My answers, you wonder?

Who is my person? The person knows because I reached out and made contact. It’s not important who it is, but simply that I made contact and shared my feelings.

Cave diving at Kolimba.
Cave diving at Kolimba.

What I would do? Dive more…spend more time underwater in the place I feel most at home communing with the sea and creatures of the vast ocean.

What else? I would let go of fear and move forward with the strength of a knight to share beauty with the world. I would let go of the grief that has wrapped me like a gray blanket and simply embrace beauty and live within it and express it at every opportunity.

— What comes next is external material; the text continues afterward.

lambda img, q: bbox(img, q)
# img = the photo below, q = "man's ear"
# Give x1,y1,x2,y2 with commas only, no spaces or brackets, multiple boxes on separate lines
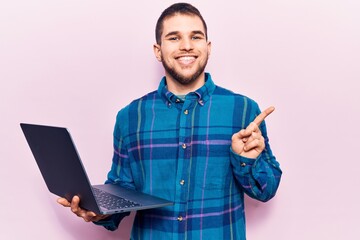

Pelicans and friend at Ft Morgan
Pelicans and friend at Ft Morgan

I discovered this week that my greatest fear isn’t death…it is losing beauty. The beauty of our beautiful water planet, of trees, beaches, dolphins, whales, manatees….of clear water, clean air. While the loss and beauty of a lover’s embrace, support and encouragement can be devastating, losing the beauty of nature is ultimately my greatest fear.

Choosing to ask ourselves these questions can free us to live fully and completely and to embrace that which is important to us regardless of the outcome.

Rumi wrote, “Our task is not to seek for love, but merely to seek and find all of the barriers within yourself that you have built against it.”

Manatee...my heart opens to embrace these darlings
Manatee…my heart opens to embrace these darlings

And Leo Buscaglia said, “Love is always bestowed as a gift freely, willingly and without expectation. We don’t love to be loved. We love to love.”

No matter the destruction wildlife and wild places experience, I choose to love freely–refusing to hold back because I am afraid of them disappearing. No matter that human relationships may not last, I can choose to love because my heart feels love and expect absolutely nothing in return.

It isn’t complicated. It’s quite simple in fact.

I choose love. What will you choose?